The Akron, OH Beacon Journal is skeptical about claims of homeschooling success:
...there are many among the approximately 1.1 million home-schooled children who are receiving an above-average education. However, if Americans accept the idea that home schooling is putting public schools to shame with an extraordinary crop of bright students, it's mainly because home schoolers successfully have marketed good anecdotes and bad analyses of the few national studies.
Despite [president of the Home School Legal Defense Association] Smith's assertion, there are serious critics [sic - I think they mean "criticisms"].
• Studies routinely cited as evidence that home-schooled students perform better than public school students don't prove anything because there are huge, untested segments of the home-school population that may be failing, according to many researchers.
Yes, and they may also be passing. Why assume that only the ones who agree to testing are doing well? That might be a valid assumption, but we don't know at this point.
• Representatives of the SAT and ACT college testing services said their annual reports are being misused and don't prove that home schoolers are smarter.
Really? I haven't seen this anywhere. And how could high scores for homeschooled students been interpreted any way other than evidence that those particular students did master the material? Certainly, representatives of the College Board, ETS, and ACT may say that those tests are not IQ tests, but that applies to all students. Likewise, the scores of homeschooled kids might not be generalizable to the population of homeschooling kids at large, but that doesn't mean we should conclude that untested kids are in fact doing poorly. We just don't know.
• Some state universities, Ivy League colleges and military academies said that home schoolers have been underrepresented among their incoming freshmen.
And this is a criticism of homeschooling how?
• Only a few states collect information about home schoolers. In Arkansas, where the state has aggregate standardized test scores for home schoolers, results show a downward trend for at least six years and, at best, academic mediocrity.
Fine. Solid data to suggest that in Arkansas, homeschooling students may not stand out. But if we're not going to generalize to all homeschooled students on the basis of the few who test, I see no reason to generalize to homeschooled students across the country on the basis of Arkansas.
• There is concern among school officials and some researchers that the number of home-school failures is growing at a rate and a social cost that are unknown -- and no one is paying attention.
You mean, a high social cost as compared to what is placed upon society by failing public schools?
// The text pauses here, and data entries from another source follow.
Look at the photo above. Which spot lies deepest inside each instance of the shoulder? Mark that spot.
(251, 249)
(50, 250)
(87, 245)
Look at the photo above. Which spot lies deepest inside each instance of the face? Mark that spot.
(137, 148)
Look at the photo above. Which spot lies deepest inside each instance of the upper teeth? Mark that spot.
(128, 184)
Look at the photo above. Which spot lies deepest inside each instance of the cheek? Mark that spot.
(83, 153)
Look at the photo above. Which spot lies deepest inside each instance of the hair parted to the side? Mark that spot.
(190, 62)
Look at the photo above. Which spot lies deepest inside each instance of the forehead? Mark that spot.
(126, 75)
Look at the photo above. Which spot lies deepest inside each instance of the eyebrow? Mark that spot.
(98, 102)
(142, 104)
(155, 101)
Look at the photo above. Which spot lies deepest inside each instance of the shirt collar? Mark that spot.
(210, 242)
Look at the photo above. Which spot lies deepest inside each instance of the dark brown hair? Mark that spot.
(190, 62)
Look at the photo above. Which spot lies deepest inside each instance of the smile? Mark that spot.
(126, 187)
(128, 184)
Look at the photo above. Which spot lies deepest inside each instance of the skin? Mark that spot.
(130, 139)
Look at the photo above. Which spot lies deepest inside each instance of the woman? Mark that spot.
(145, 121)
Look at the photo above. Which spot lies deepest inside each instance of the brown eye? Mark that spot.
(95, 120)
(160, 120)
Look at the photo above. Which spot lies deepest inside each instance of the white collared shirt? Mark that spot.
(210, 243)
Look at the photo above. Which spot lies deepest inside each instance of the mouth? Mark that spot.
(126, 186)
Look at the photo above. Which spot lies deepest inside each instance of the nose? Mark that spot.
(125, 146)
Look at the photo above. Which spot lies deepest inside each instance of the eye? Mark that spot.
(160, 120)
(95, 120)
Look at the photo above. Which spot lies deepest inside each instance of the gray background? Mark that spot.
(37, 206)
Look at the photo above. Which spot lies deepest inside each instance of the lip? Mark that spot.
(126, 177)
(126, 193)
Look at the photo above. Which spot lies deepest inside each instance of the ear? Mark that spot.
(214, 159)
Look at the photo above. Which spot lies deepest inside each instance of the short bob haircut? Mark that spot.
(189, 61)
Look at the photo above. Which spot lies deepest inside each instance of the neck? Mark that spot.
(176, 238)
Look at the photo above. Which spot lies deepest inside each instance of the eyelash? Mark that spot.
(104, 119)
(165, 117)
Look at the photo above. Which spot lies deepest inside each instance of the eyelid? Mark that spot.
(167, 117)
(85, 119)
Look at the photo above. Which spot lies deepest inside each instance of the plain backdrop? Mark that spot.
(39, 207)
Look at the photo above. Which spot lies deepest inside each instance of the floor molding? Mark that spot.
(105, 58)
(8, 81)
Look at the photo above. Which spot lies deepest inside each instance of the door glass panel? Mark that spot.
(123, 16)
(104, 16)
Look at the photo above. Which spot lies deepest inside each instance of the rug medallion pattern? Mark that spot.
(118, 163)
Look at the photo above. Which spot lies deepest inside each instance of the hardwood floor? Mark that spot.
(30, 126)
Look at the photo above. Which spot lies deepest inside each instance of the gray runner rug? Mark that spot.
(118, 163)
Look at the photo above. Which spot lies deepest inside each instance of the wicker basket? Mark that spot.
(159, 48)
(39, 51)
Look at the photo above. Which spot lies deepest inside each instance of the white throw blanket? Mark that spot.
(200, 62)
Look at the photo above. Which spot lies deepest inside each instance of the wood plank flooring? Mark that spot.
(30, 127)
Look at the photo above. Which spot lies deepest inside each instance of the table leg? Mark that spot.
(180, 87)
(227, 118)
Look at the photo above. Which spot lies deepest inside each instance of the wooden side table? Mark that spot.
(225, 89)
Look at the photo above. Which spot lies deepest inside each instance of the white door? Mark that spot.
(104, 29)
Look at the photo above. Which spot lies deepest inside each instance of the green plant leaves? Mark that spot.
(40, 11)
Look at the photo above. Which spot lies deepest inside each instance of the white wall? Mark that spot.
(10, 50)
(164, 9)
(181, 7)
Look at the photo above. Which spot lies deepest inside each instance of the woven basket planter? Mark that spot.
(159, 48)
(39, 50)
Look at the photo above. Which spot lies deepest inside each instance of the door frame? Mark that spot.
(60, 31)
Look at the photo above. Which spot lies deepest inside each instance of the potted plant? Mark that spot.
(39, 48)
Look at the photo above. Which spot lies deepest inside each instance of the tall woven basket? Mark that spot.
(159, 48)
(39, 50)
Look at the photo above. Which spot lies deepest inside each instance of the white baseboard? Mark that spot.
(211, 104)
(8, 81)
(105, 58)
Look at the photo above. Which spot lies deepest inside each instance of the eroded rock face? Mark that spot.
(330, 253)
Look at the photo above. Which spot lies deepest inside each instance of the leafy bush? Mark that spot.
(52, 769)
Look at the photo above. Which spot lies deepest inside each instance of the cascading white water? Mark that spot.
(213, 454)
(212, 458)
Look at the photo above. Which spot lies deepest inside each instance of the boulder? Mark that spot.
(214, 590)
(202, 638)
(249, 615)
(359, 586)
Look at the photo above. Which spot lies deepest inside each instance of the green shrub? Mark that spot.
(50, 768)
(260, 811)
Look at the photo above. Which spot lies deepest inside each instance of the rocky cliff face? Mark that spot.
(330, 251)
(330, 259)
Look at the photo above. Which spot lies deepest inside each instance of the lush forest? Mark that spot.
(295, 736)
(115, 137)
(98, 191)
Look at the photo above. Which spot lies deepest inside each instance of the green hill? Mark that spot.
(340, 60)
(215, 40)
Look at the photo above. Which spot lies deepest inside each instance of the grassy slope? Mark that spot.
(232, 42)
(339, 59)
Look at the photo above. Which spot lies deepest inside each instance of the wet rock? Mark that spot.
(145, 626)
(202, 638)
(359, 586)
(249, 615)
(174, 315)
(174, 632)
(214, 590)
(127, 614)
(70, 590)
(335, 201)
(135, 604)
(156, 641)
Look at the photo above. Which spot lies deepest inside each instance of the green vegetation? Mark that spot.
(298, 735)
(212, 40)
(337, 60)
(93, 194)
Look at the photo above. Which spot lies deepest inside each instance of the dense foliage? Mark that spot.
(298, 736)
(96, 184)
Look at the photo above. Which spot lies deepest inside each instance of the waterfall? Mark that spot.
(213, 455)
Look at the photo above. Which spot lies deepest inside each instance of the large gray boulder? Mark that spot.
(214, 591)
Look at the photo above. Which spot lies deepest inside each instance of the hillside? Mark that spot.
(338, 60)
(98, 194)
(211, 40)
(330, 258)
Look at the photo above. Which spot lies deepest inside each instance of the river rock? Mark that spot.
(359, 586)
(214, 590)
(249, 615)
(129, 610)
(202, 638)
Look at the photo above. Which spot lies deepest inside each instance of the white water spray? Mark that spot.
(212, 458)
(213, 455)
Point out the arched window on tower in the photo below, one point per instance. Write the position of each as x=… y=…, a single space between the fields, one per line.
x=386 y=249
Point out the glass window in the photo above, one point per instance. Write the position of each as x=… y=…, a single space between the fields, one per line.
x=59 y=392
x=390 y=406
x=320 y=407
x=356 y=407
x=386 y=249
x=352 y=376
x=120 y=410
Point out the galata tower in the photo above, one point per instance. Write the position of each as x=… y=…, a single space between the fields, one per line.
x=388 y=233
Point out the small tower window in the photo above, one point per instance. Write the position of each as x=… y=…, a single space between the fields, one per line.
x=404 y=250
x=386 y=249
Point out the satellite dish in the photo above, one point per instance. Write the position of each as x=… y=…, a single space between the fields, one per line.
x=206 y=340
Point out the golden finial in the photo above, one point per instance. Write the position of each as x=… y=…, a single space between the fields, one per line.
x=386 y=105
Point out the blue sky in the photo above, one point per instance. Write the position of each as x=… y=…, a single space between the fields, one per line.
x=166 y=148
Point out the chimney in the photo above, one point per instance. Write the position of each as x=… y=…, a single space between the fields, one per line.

Given the relatively small numbers of homeschooled children, it's very hard to believe that they're representing all of what's wrong with kids these days. I'd have to see some seriously hard data to believe that inadequate homeschooling has anywhere near the negative impact on society as bad public schooling.
Although this introduction is not promising, the rest of the article is fairly well-informed, albeit sensationalized, with the obligatory "homeschooled-kid-shackled-to-a-bed" horror story. All the caveats included by researchers in this article are good ones, and the criticisms are exactly what I expected - the results of previous studies do not "prove" that homeschooled kids are, as a whole, better off. However, neither do they suggest, as opponents of homeschooling would have you believe, that homeschooled kids are as a whole worse off. And I certainly wouldn't conclude from what's presented here that we should all worry about those untested homeschoolers and their potential negative impact on society.
Certainly, the topic of how much oversight should be focused on homeschoolers is debatable. I also agree that homeschooling support groups may have been too effusive with their claims of success. But I also still feel, even after reading this article, that a lot of opposition to homeschooling comes from the belief that only parents who want to ignore or mistreat their kids keep them away from the public school system. Perhaps the reason homeschooling supporters get carried away with their praise of homeschooling is because they're tired of being viewed as religious freaks who want to keep their kids chained to beds all day.